By Lawrence Kramer, author of Musical Meaning: Toward a Critical History
In his classic study of perception, the French philosopher Maurice Merleau-Ponty describes the experience of listening to a classical sonata, which he takes to be representative of listening to music in general: “The musical meaning of a sonata is inseparable from the sounds that are its vehicle: before we have heard it, no analysis enables us to anticipate it; once the performance is over, we shall, in our intellectual analyses of the music, be unable to do anything but carry ourselves back to the moment of experiencing it.”
What is most striking to me about this statement is how self-assured it is. Merleau-Ponty seems to think that his observations are self-evident, along with his choice of repertoire. But what if he was wrong?
Do we really need to grasp what music “means” in the act of listening to it? Does listening really shut off all other cognitive and sensory activity? Is listening to a sonata really limited to hearing its sounds? Is listening to any music? And who are the “we” who listen? Who is entitled to, enabled to, instructed to listen this way? Who is excluded from this kind of listening?
I raise these questions because the new paperback release of my book Musical Meaning must still contend with the point of view expressed by Merleau-Ponty and by many contemporary writers about music. The poet Archibald MacLeish famously wrote that “A poem should not mean / But be” and that seems to go double for music. So if there is meaning in music outside the vicious circle that Merleau-Ponty traces—and clearly I think that there is— then what is it and how does music “have” it?
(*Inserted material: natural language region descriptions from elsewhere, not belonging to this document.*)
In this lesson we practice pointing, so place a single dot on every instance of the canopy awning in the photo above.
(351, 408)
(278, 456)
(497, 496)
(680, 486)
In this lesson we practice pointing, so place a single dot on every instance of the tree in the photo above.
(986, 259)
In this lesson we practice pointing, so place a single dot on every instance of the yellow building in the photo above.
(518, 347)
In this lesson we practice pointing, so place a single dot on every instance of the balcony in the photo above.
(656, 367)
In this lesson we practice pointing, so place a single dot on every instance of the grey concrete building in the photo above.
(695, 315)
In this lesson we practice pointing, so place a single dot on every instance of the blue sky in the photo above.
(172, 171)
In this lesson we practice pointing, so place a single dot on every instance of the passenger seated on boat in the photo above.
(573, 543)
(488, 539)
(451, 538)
Merleau-Ponty focuses on classical instrumental music because, unlike vocal music, whether classical or popular, it is not bound to a text. Texts or song lyrics inevitably complicate the question of musical meaning. To raise the question of what music means in essence, we need to refer to strictly instrumental music, whatever its genre. (Or do we? This argument is questionable, but I do not have the space to question it here.) And if we’re talking about “just” music, music made of sound and nothing else, then surely it cannot “have” meaning in the usual sense. So the questions that ended the last paragraph return in force. What could musical meaning be, and how can purely instrumental music “have” it?
But these are the wrong questions. At least they are wrong when posed as rhetorical or adversarial questions. Asked in those forms, they confuse the practical sense of the term meaning with its larger philosophical or critical sense. In practical everyday use, meaning is the content of simple statements of fact, opinion, or intention. If there is ambiguity about it, we usually seek clarification by asking “Did you mean . . . ?” If I say “The door is open,” what I mean is that the door is, in fact, open. In the right circumstances, however, even a simple statement like this one can produce meaning in the larger sense. The statement may have implications that draw in undercurrents, attitudes, feelings, and dispositions that are no more inherent in the words spoken than spoken-word meanings are inherent in musical sounds. You knock. I say the door is open. You hesitate to enter because my words (of welcome? trust? indifference? annoyance? desire?) are about more than just a door and . . . here the possibilities expand to the indefinite horizon.
In ordinary circumstances music has no practical meaning. Who would claim that it did? But it does say the door is open. Meaning in the larger sense does not depend on practical meaning. It can start from virtually anything, music included. And it is not opposed to being.
Meaning in the larger sense can never be reduced to simple and bounded statements. It emerges from and helps shape the way an experience develops over time. It has to be renegotiated every time it is revisited. This is the kind of meaning that music can certainly have. Put more strongly, it is the kind of meaning that music does have, and even must have, if, as we think we do, we hear the music with understanding or pleasure. Debates over whether music is ineffable are beside the point. Musical meaning does not have to be recognized while we listen; it is not identical with musical experience. Nor does music need to usurp on the other senses to work its magic on us, although it sometimes may. Like most, musical meaning is genealogical. It accrues gradually and intermittently to whoever takes an interest in it. It is never just one thing. It is an activity, not a possession. This meaning, moreover, is only “musical” because its occasion is music. It is actually the same kind of meaning in which any complex phenomenon participates. In this sense, to flip MacLeish’s line, meaning is the way things come to be.
Such meaning cannot be stated, only followed. To follow it requires an evocative language from which the meaning is as inseparable as the “sonata” is inseparable from its sounds. Or rather more so, since we can go on experiencing music even when we are not listening to it. For example, after hearing or just recalling the Adagio of Beethoven’s “Moonlight” Sonata, we might wonder how this music that was first received as an expression of deepest sorrow became the soundtrack of reconciliation for a troubled marriage in Tolstoy’s novella “Family Happiness.” We might further ask what the sound of the notes had to do with it. The answer cannot be put in a few words. Its course, its genealogy, has to be followed—inferred, described, imagined—step-by-step.
Those steps are found in Musical Meaning, along with others dealing with varied sorts of instrumental music, classical and otherwise, as well as with the question of who listens. Readers will also find a further account of musical meaning which I literally put in the form of a musical composition called “Revenants”: music (available here) that seeks to embody just the kind of genealogy that musical meaning is, and any meaning is, in the larger sense.